Elite returnees propel China to new heights
Deng Weiwei felt a sense of loss when he found out that his former schoolmates were working on the launch of China’s Tiangong-2 space laboratory, while he could only follow the news on social media.
On April 27 this year, Deng, a tenured associate professor at Virginia Polytechnic Institute and State University, quit his job.
After giving his last lecture, he returned to China after living in the United States for 15 years.
He is among hundreds of thousands of Chinese expatriates who have returned to China. Last year, 432,500 Chinese students and researchers repatriated.
After China launched its plan to attract Chinese talent living overseas home, more than 100,000 Chinese expatriates came back, lured by the promise of a brighter future.
The Chinese government — at the central and local levels — has helped the cream of the crop to repatriate. It has set up a scientific fund to finance their research work.
Last year, China invested 1.57 trillion yuan (US$235.6 billion) in research and development (R&D).
Today, China has become the world’s second-largest investor in R&D.
One of the elite Chinese returnees is Wang Zhonglin, who was a tenured professor at the Georgia Institute of Technology and an academic at the European Academy of Sciences. He led a group of 20 researchers in America.

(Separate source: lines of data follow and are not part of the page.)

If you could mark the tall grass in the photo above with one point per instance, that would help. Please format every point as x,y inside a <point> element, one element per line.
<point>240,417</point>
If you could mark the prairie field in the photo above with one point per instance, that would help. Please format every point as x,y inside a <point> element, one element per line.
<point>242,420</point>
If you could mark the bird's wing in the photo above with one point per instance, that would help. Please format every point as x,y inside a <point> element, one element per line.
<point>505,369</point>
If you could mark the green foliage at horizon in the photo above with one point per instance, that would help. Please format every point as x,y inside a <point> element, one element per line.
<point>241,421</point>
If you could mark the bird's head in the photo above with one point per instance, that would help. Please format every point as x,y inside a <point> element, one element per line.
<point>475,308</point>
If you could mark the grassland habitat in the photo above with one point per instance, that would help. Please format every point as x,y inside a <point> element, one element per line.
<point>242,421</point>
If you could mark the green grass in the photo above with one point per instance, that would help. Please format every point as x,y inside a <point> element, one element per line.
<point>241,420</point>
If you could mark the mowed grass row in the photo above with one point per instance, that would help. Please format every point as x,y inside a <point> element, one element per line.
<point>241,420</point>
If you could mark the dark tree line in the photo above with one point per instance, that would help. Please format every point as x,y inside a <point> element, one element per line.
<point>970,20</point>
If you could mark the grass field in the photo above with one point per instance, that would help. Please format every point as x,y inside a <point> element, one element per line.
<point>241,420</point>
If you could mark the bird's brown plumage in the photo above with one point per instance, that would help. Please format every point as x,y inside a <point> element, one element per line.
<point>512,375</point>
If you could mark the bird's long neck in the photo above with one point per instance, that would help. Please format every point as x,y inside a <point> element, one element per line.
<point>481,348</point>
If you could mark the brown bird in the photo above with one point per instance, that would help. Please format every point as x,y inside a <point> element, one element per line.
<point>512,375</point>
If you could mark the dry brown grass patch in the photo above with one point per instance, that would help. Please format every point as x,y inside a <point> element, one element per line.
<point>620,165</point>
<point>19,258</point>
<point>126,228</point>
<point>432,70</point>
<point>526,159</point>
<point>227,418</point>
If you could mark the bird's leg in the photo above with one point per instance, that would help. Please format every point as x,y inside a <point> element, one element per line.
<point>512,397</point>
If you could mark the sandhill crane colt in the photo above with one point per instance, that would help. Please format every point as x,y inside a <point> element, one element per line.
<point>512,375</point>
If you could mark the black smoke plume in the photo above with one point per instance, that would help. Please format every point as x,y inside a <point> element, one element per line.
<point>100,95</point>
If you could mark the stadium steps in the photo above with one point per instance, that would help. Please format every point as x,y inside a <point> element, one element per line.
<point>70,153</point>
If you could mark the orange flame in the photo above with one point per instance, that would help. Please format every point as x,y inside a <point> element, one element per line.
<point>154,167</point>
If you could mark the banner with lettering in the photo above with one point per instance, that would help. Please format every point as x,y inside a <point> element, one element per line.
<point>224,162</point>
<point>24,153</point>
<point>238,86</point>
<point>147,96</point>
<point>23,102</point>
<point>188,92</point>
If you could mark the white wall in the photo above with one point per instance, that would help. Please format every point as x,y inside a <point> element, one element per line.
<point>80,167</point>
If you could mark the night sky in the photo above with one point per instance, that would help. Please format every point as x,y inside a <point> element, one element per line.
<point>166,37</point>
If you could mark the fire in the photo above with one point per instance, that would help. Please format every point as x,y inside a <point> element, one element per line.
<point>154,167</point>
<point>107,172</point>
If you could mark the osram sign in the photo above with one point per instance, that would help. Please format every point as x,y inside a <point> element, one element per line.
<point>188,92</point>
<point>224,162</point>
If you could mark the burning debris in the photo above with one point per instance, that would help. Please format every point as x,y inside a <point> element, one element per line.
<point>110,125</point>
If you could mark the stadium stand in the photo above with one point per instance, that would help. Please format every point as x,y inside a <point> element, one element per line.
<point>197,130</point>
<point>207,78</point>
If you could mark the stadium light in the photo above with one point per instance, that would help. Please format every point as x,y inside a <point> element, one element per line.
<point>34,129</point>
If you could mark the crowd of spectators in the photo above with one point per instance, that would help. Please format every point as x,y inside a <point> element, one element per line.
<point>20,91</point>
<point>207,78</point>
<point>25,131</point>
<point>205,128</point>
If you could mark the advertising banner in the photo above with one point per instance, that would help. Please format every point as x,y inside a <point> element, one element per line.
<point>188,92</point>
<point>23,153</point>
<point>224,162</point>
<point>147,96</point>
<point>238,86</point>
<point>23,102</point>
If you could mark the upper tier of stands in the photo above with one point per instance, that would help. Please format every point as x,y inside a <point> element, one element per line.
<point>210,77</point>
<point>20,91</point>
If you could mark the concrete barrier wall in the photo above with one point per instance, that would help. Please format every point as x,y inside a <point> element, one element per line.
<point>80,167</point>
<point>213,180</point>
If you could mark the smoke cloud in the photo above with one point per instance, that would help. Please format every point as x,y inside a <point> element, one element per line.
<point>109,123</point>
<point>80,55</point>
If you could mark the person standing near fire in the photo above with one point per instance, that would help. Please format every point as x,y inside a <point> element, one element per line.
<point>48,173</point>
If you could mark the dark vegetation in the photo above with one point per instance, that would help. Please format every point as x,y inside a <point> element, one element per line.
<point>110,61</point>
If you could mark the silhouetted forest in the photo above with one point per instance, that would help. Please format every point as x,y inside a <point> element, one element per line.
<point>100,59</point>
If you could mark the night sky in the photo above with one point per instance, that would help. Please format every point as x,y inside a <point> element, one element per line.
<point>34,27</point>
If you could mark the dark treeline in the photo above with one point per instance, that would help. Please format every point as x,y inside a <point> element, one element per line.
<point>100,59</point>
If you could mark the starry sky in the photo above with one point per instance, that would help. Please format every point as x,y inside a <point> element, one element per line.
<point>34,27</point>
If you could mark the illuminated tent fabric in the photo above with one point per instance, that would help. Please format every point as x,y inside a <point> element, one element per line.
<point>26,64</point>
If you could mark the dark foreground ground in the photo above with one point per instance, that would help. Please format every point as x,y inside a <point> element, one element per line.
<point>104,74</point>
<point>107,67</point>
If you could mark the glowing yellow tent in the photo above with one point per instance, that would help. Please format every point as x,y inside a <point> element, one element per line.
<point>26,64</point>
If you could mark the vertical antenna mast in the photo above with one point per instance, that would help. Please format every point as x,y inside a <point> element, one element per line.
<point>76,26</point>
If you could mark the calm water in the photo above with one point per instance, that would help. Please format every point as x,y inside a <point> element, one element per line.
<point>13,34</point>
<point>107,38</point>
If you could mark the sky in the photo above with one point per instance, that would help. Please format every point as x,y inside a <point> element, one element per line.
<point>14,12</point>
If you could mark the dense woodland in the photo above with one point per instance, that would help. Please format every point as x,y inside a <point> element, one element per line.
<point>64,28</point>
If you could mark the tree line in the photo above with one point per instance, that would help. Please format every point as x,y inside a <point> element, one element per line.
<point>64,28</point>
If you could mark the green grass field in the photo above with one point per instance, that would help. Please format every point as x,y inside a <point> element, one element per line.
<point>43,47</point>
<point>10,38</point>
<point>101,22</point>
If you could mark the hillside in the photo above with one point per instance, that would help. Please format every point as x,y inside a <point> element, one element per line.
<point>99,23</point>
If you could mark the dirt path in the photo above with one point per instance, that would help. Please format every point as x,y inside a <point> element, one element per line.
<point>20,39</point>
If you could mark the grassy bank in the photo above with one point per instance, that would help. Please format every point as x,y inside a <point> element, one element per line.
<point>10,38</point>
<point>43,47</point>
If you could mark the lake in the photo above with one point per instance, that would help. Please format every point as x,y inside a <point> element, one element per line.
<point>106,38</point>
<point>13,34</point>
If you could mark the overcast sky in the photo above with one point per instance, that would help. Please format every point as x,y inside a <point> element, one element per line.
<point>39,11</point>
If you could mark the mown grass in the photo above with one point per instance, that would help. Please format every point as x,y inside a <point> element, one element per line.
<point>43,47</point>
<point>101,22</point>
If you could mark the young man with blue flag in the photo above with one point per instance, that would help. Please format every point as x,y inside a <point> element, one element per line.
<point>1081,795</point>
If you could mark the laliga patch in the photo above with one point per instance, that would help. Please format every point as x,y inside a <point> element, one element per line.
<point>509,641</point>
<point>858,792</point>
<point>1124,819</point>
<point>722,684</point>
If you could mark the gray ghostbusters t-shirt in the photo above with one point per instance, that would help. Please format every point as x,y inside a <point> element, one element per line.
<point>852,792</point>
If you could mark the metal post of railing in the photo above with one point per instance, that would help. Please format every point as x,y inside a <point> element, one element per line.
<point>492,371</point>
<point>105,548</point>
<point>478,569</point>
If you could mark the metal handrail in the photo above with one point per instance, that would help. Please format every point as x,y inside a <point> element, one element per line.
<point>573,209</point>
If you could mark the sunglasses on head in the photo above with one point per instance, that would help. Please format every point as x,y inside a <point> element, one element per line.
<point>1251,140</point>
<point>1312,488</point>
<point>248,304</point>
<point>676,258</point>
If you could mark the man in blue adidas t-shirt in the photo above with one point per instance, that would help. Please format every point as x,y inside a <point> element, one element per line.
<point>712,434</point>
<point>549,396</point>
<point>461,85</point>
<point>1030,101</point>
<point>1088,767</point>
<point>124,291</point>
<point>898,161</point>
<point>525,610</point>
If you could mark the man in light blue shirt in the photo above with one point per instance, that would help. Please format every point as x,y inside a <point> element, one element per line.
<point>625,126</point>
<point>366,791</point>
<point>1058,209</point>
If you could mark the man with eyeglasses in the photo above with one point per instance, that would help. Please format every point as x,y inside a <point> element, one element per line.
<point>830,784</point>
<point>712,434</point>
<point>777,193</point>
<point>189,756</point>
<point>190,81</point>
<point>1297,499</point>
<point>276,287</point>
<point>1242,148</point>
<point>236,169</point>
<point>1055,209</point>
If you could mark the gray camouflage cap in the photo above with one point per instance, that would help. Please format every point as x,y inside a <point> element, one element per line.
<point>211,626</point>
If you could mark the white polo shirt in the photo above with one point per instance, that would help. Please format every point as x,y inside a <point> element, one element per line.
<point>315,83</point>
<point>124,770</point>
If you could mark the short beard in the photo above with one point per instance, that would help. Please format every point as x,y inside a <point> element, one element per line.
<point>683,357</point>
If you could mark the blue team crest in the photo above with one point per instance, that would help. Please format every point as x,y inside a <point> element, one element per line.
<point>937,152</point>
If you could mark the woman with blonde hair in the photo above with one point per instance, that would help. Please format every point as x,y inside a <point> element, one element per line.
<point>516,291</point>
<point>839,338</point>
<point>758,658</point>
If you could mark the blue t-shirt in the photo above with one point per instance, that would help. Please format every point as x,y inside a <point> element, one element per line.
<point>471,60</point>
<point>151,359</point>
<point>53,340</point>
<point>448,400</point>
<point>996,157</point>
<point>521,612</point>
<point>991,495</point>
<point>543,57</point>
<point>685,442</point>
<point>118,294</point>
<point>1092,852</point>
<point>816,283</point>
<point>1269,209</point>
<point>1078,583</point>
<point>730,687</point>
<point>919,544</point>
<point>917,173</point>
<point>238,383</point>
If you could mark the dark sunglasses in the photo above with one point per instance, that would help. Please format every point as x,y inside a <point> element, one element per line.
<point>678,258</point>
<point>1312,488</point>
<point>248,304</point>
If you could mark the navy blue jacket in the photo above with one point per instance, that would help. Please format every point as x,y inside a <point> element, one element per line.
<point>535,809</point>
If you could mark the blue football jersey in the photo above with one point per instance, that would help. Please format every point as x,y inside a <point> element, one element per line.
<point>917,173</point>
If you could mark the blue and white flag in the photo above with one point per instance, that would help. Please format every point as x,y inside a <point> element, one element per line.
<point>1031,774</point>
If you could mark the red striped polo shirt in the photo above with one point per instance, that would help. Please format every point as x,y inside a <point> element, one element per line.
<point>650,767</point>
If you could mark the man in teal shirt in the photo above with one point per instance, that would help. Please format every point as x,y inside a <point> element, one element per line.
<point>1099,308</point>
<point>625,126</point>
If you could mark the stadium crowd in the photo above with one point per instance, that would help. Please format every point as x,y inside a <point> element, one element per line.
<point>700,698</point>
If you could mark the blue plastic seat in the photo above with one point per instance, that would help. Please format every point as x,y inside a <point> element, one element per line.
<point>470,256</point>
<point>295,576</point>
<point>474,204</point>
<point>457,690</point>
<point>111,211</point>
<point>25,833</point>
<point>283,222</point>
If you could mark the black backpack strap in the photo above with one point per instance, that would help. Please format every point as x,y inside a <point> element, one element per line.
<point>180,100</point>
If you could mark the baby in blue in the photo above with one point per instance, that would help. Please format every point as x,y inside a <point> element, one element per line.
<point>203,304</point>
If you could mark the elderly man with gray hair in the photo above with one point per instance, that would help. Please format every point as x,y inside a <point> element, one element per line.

Today, Wang can select 200 researchers to join his program in China.
In Hefei City in eastern China, Wang Junfeng is among eight Chinese researchers from Harvard University who have jointly developed a world-leading high field magnetic laboratory in the city.
“Scientific research conditions in China were far more advanced than before. We had an independent lab here, which was nearly impossible in the US,” said Wang.
China’s effort to lure overseas Chinese talent home is paying off. Returned researchers are playing leading roles in advanced technologies and innovation.
Indeed, they have been instrumental in cutting-edge technologies such as China’s manned space flight, the Tianhe supercomputer, the Beidou navigation project, and quantum communication.
Last year, China launched the world’s first quantum satellite, Quantum Experiments at Space Scale. Lu Zhaoyang, who returned from Cambridge University with key theories, was a member of the core research team.
He and his colleagues are now making more breakthroughs in quantum theory, communication and calculation.
Their achievements — including the distribution of entangled photon pairs over 1,200 kilometers — have secured China’s leading position in quantum research.
On September 12 this year, participants at the annual meeting of the Western Returned Scholars Association shared their advanced knowledge and innovative ideas.
“It never requires a reason to return home,” said Bai Chunli, president of the Chinese Academy of Science, who studied abroad in the 1980s.